To read all comments associated with this story, please click here.
More likely the second point.
What I don't understand myself is that I thought that flash had now: an increased number of read/write cycle and included wear levelling mechanism inside the flash controller itself so why is-it still needed to include such mechanism in the FS?
Most likely because on the software side it is a lot easier to change the method, upgrade the filesystem and so on, whereas a generic wear-leveling mechanism inside the firmware just won't be as good when it has to suit a whole range of filesystems.

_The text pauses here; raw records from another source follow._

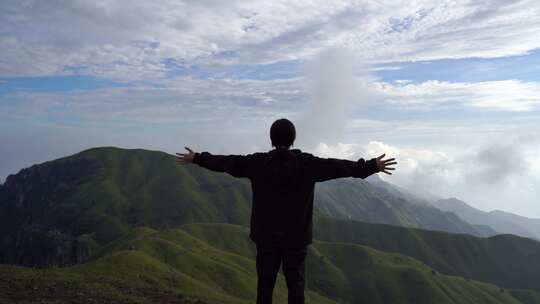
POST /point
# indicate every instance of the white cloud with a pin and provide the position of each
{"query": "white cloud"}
(506, 95)
(500, 175)
(131, 39)
(183, 100)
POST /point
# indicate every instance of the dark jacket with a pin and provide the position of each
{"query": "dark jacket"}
(283, 184)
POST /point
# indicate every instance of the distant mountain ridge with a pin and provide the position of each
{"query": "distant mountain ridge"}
(88, 209)
(502, 222)
(78, 202)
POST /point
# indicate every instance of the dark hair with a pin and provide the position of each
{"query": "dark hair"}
(282, 133)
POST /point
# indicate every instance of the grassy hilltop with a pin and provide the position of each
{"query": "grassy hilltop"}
(214, 263)
(87, 212)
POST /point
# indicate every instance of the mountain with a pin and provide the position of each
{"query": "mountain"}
(501, 221)
(66, 208)
(360, 200)
(506, 260)
(530, 224)
(127, 224)
(214, 263)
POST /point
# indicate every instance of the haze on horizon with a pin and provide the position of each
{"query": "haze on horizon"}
(450, 88)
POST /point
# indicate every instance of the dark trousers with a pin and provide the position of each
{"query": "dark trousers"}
(269, 259)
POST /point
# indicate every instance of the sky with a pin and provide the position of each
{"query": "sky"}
(449, 88)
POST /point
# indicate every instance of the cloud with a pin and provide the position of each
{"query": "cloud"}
(503, 95)
(137, 40)
(500, 175)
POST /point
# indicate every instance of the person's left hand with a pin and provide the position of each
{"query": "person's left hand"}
(185, 158)
(383, 164)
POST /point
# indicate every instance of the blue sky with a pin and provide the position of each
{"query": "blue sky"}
(451, 88)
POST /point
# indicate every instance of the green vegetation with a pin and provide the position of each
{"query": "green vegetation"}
(506, 260)
(133, 227)
(194, 262)
(100, 193)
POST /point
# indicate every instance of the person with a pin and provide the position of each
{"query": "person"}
(283, 182)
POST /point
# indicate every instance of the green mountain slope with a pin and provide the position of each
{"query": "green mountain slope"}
(498, 220)
(505, 260)
(360, 200)
(180, 265)
(66, 208)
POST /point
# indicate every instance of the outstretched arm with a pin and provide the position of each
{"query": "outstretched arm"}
(331, 168)
(235, 165)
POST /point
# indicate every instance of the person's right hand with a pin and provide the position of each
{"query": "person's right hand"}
(185, 158)
(383, 164)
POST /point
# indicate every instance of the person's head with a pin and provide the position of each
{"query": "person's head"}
(282, 133)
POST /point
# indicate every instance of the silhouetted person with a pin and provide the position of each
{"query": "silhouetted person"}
(283, 184)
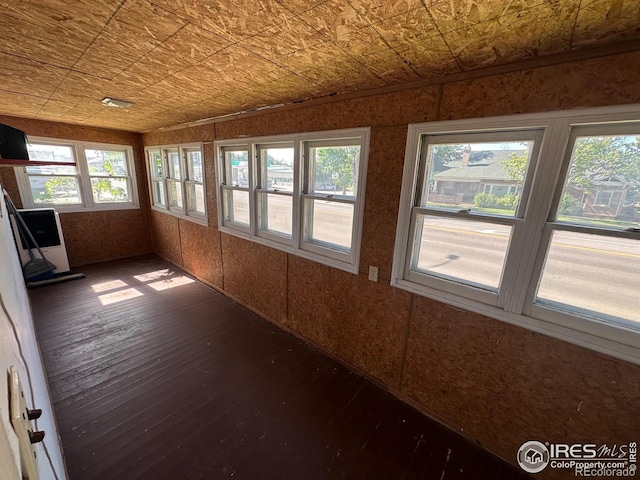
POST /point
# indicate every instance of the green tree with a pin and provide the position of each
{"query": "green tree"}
(55, 185)
(112, 164)
(444, 154)
(595, 158)
(516, 166)
(337, 166)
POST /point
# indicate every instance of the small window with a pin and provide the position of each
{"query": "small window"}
(275, 191)
(331, 192)
(236, 186)
(176, 176)
(300, 193)
(79, 177)
(195, 181)
(463, 211)
(530, 219)
(590, 241)
(109, 173)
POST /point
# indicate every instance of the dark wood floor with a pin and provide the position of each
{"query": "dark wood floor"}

A software side mechanism can take into account even the slightest detail, but a firmware one just has to deal with the lowest possible detail: block level.
External flash devices, like USB sticks, have wear leveling and so forth implemented in the device.
Internal flash devices, especially on things like cell phones, have a simple raw i/o interface to the device.
If Linux is to be competitive on embedded devices, then it needs better support for those sorts of flash devices.
MTD + JFFS2 had severe performance problems, and while YAFFS is pretty good, it's never had wide spread acceptance.
Or is he referring to Flash media needing to erase much larger data blocks possibly containing other data, such that you'd need to move pieces of the File Allocation Table itself to avoid losing things?
Well, I can't say I'm a professional on these matters, and I _might_ talk just plain bulls*it, I guess he means the fact that for example ext2/3 usually uses a block size on 512 bytes, whereas a flash drive uses anything between 16kb to hundreds of kilobytes..So that'd mean a whole amount of unnecessary moving of data, I guess.
Problem is there seemed to be a lot of details missing. At the least I expected that an new file system would consulate writes to diffirent sectors into a single block write. There was also no mention about write caching to collect a large number of writes operations before modifing a flash block. Done properly, you can reduce writes to the flash itself by a large amount.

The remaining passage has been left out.